Sometimes they were, poured into the throat of the Te Deum, and the narrow, dusty church. Then they praised the Lord in giggles from the wrong page. They emptied their lungs in terrifying spasms, which strangled the harmonium and filled the church with echoing brass.

On the side against which the girls from Spofforths’ sat there was a window with St George. He was mild and smooth as yellow soap, but he had crushed the Dragon. Out of the Dragon’s belly had burst peculiar bunches of crimson grapes. This window sanctified the light, which poured rich and bland and purple, even when the shingles were cracking with heat. Theodora washed her hands in purple. She listened coolly to the words that did not touch. Her own mystery offered subtler variations. Her fears were not possessive. She had not yet had occasion to summon God, who remained a bearded benevolence, or a blue and golden scroll above the altar window.

Once Theodora found beneath the pew a crow that had closed its wings and died, stiffer and blacker than old umbrellas. She touched it in the silence between the prayers. The crow was folded as neatly and as decently as a soul should be, the prayer suggested. About her own soul Theodora was not so sure. Mother, for instance, who sat ahead, a firm small outline in bottle green, would give up without hesitation when it was time, a neatly folded soul, because for Mother, you were sure, things existed in hard shapes. Mother had not dissolved at dusk under the apple trees. But sometimes, and even in a strait pew, Theodora’s own soul opened and flamed with the light that burst through the Dragon’s wounds.

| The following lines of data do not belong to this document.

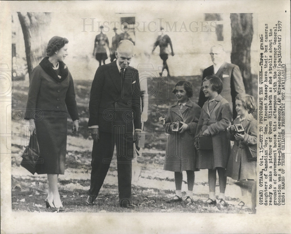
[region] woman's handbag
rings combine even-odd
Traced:
[[[36,164],[42,162],[42,160],[39,158],[39,150],[35,130],[31,135],[29,144],[25,147],[21,157],[22,161],[20,165],[34,174],[36,172]]]
[[[213,149],[211,137],[196,137],[194,141],[195,147],[197,149]]]
[[[257,161],[257,144],[246,145],[245,147],[249,162]]]

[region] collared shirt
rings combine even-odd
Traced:
[[[118,70],[119,71],[119,73],[120,73],[120,69],[121,69],[121,67],[119,66],[119,64],[118,63],[118,61],[117,60],[116,60],[116,64],[117,65],[117,68],[118,68]]]

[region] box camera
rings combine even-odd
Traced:
[[[172,126],[172,131],[173,132],[178,132],[179,131],[180,123],[179,122],[174,122]]]
[[[241,124],[235,124],[235,128],[236,133],[238,133],[239,134],[244,134],[244,129]]]

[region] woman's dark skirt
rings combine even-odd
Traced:
[[[40,158],[38,174],[65,173],[67,147],[67,113],[44,111],[43,117],[35,121]]]

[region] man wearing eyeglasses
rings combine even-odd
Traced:
[[[220,95],[229,103],[233,111],[233,118],[234,119],[237,115],[235,110],[235,97],[239,93],[245,93],[239,68],[235,64],[225,62],[225,52],[221,45],[211,47],[210,54],[213,65],[204,69],[202,80],[207,76],[215,75],[220,78],[223,85]],[[198,105],[202,108],[207,99],[204,93],[200,90]]]

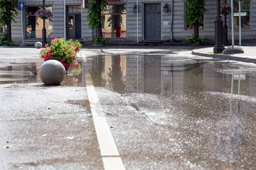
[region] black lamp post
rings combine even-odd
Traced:
[[[213,53],[221,53],[225,46],[223,44],[223,19],[220,15],[220,0],[217,0],[217,15],[214,20],[215,43]]]
[[[224,3],[226,4],[226,0],[224,1]],[[226,15],[224,15],[224,26],[223,27],[224,33],[224,44],[229,43],[228,40],[228,25],[226,24]]]
[[[43,8],[46,11],[46,8],[44,7],[44,0],[43,0]],[[42,45],[44,46],[47,43],[46,41],[46,19],[44,18],[43,19],[43,29],[42,29]]]

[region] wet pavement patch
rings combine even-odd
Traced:
[[[18,113],[15,116],[20,120],[28,119],[30,122],[27,123],[30,126],[31,116],[34,116],[36,120],[42,121],[43,128],[43,119],[49,121],[52,126],[56,125],[49,119],[49,115],[56,117],[57,121],[59,117],[67,114],[67,109],[81,109],[87,113],[86,116],[72,111],[67,115],[68,118],[76,120],[71,122],[65,117],[61,120],[65,121],[76,133],[73,123],[83,125],[80,121],[90,117],[88,99],[80,97],[85,95],[85,88],[81,87],[86,87],[85,75],[89,73],[127,169],[254,168],[255,65],[196,57],[179,58],[170,54],[98,56],[79,63],[81,68],[71,69],[62,86],[56,87],[42,85],[37,73],[39,63],[16,64],[0,69],[0,83],[18,84],[1,85],[4,88],[19,88],[22,87],[19,84],[32,83],[39,85],[30,88],[46,91],[39,93],[34,89],[35,95],[43,96],[40,100],[47,101],[47,92],[51,94],[53,101],[56,90],[60,99],[60,96],[73,96],[64,100],[68,105],[64,108],[54,102],[49,103],[51,105],[43,101],[36,103],[38,108],[44,104],[44,109],[38,110],[44,112],[42,119],[36,119],[42,116],[35,113],[26,113],[23,117]],[[67,86],[79,86],[80,91],[72,87],[73,91],[70,91],[71,88],[64,88],[66,92],[61,94],[62,88]],[[11,90],[7,90],[11,92]],[[2,92],[5,97],[16,99],[11,96],[11,94]],[[26,96],[27,94],[29,93],[20,89],[15,93],[19,100],[24,99],[25,96],[27,100],[34,99],[33,96]],[[6,108],[5,112],[7,106],[11,108],[7,105],[10,101],[2,100]],[[35,104],[33,104],[35,107]],[[21,113],[25,114],[29,107],[22,106],[24,113]],[[48,114],[56,112],[55,107],[58,114]],[[15,109],[19,113],[18,108]],[[59,111],[61,109],[63,111]],[[2,118],[8,120],[9,114],[4,115],[6,117]],[[82,116],[82,120],[77,116]],[[59,124],[65,126],[61,121]],[[90,128],[92,126],[90,122]],[[83,130],[80,129],[81,131]],[[53,130],[52,134],[55,134]],[[66,139],[73,138],[69,134],[66,136],[70,137]],[[72,141],[77,138],[75,136]],[[95,141],[94,137],[92,143],[97,143]],[[12,149],[11,144],[7,144],[6,141],[7,139],[5,146]],[[85,144],[84,147],[88,148]]]

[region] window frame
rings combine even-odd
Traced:
[[[242,1],[249,1],[249,5],[250,5],[250,9],[249,9],[249,10],[242,10],[241,8],[241,12],[249,12],[249,14],[250,15],[249,22],[249,26],[248,27],[241,27],[241,28],[242,29],[250,29],[251,28],[251,2],[252,2],[252,1],[251,1],[251,0],[241,0],[241,2]],[[236,2],[238,2],[238,1],[236,1]],[[235,10],[237,10],[237,9],[236,8]],[[236,11],[236,12],[239,12],[238,10],[239,10],[239,8],[237,9],[237,11]],[[239,16],[234,16],[234,19],[236,17],[237,17],[237,18],[239,18]],[[241,18],[242,18],[242,17],[241,17]],[[231,29],[230,28],[232,27],[232,26],[231,26],[231,24],[232,24],[231,17],[230,17],[230,29]],[[241,19],[241,20],[242,20],[242,19]],[[234,22],[234,19],[233,22]],[[235,26],[235,24],[234,24],[234,25]],[[239,29],[239,19],[238,19],[238,24],[237,26],[238,26],[238,28],[234,28],[234,29]]]
[[[101,12],[101,16],[102,18],[104,18],[104,20],[105,21],[104,23],[102,22],[102,29],[105,29],[107,27],[108,27],[108,26],[106,26],[108,23],[108,19],[106,17],[106,16],[107,15],[126,15],[126,18],[125,18],[125,37],[104,37],[105,38],[109,38],[109,39],[126,39],[127,38],[127,5],[126,3],[111,3],[111,4],[109,4],[108,5],[108,6],[118,6],[118,5],[123,5],[125,6],[125,12],[123,13],[121,13],[121,12],[109,12],[108,10],[106,10],[105,11],[103,11],[102,12]],[[111,32],[111,33],[112,33],[112,32]],[[102,30],[102,33],[104,33],[103,30]]]

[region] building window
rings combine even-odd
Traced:
[[[26,7],[26,37],[31,38],[42,38],[42,29],[43,25],[43,19],[36,18],[35,13],[40,7]],[[52,7],[47,7],[46,9],[49,10],[52,12]],[[46,19],[46,37],[53,37],[53,27],[52,21],[49,19]]]
[[[184,11],[185,11],[185,16],[187,15],[187,12],[186,12],[187,3],[185,2],[184,6],[185,6]],[[204,15],[204,14],[203,14],[203,15]],[[203,22],[204,22],[204,17],[203,18]],[[185,26],[185,29],[190,30],[191,29],[194,29],[194,28],[195,28],[194,26],[187,25],[185,20],[184,26]],[[203,28],[204,28],[204,24],[199,24],[199,29],[203,29]]]
[[[126,5],[108,5],[102,14],[102,35],[105,38],[126,37]]]
[[[242,28],[250,28],[250,0],[241,1],[241,27]],[[236,12],[234,14],[234,27],[239,28],[239,4],[238,1],[234,1],[234,8]]]

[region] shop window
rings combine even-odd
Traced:
[[[241,27],[242,28],[250,28],[250,0],[241,1]],[[234,14],[234,27],[239,28],[239,4],[238,1],[234,1],[234,8],[236,12]]]
[[[102,35],[105,38],[126,37],[126,5],[108,5],[102,13]]]
[[[26,37],[31,38],[42,38],[42,29],[43,25],[43,19],[36,18],[35,13],[40,7],[26,7]],[[52,7],[47,7],[46,9],[49,10],[52,12]],[[53,27],[52,20],[46,19],[46,37],[53,37]]]

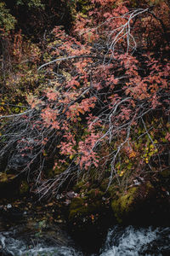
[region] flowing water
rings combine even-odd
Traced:
[[[95,241],[94,241],[95,242]],[[2,256],[84,256],[81,250],[49,243],[43,237],[26,241],[15,231],[0,233]],[[170,255],[170,228],[135,228],[115,226],[108,232],[100,253],[91,256]]]

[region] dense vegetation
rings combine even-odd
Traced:
[[[14,3],[0,3],[2,171],[42,196],[168,171],[169,1]]]

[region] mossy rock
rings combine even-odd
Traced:
[[[161,172],[161,175],[162,175],[163,177],[170,177],[170,169],[163,170],[163,171]]]
[[[25,195],[29,192],[29,184],[26,180],[22,180],[20,185],[20,195]]]
[[[15,175],[0,172],[0,187],[10,183],[14,177]]]
[[[0,197],[13,197],[16,193],[16,176],[0,172]]]
[[[137,214],[135,218],[138,218],[142,206],[147,205],[146,202],[148,203],[152,198],[154,193],[155,188],[150,182],[147,182],[116,195],[112,200],[111,207],[117,222],[126,223],[128,219],[133,219],[135,214]]]
[[[71,222],[77,221],[78,223],[85,222],[89,220],[88,218],[92,214],[98,213],[100,210],[101,201],[98,200],[90,200],[87,197],[81,198],[76,197],[71,200],[70,210],[69,210],[69,219]]]
[[[123,215],[127,215],[133,210],[133,203],[135,199],[137,189],[136,187],[131,188],[126,194],[123,194],[118,199],[116,198],[112,201],[111,207],[118,223],[122,222]]]

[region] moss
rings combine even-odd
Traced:
[[[87,193],[87,195],[90,200],[101,200],[102,196],[104,195],[104,192],[98,189],[92,189]]]
[[[20,183],[20,195],[25,195],[29,191],[29,185],[28,183],[26,180],[23,180]]]
[[[73,198],[70,206],[69,219],[81,221],[82,217],[89,217],[91,214],[99,212],[102,208],[103,195],[103,192],[98,189],[91,189],[83,198]]]
[[[15,175],[0,172],[0,185],[11,182],[15,177]]]
[[[163,170],[162,172],[161,172],[161,175],[163,177],[167,177],[170,176],[170,169],[166,169],[166,170]]]
[[[69,218],[71,220],[77,215],[88,213],[88,208],[85,203],[85,200],[81,197],[76,197],[71,200],[70,206]]]
[[[133,187],[127,191],[126,195],[123,193],[120,197],[112,201],[111,207],[119,223],[122,223],[122,218],[133,210],[133,203],[137,195],[137,187]]]

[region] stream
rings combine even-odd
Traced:
[[[20,227],[0,232],[0,255],[2,256],[84,256],[67,239],[53,239],[49,234],[34,236],[20,232]],[[94,241],[95,242],[95,241]],[[88,254],[89,255],[89,254]],[[108,231],[105,242],[99,253],[91,256],[138,256],[170,255],[170,228],[116,225]]]

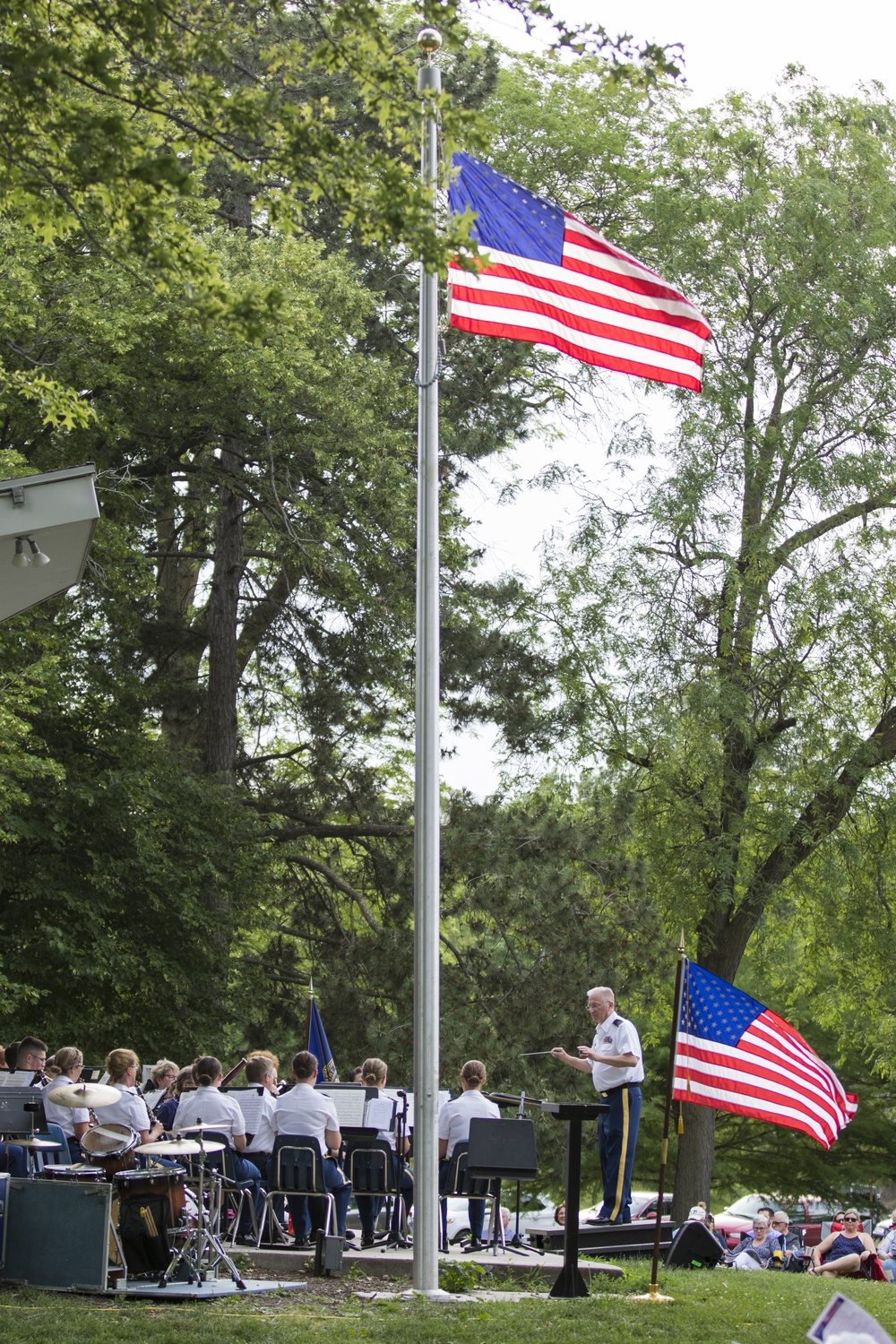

So now she rejected the crow, gently, with her heel. She looked across at Violet Adams, from whom she had been separated on coming into the church. Theodora looked, over the heads of Lottie and Grace, and saw she had left Violet Adams behind. It was less melancholy than inevitable. She did not love Violet less. They could still walk linked through the long grass at dusk, and hate the intruder, but Theodora knew she would also prefer sometimes to risk the darkness and walk alone.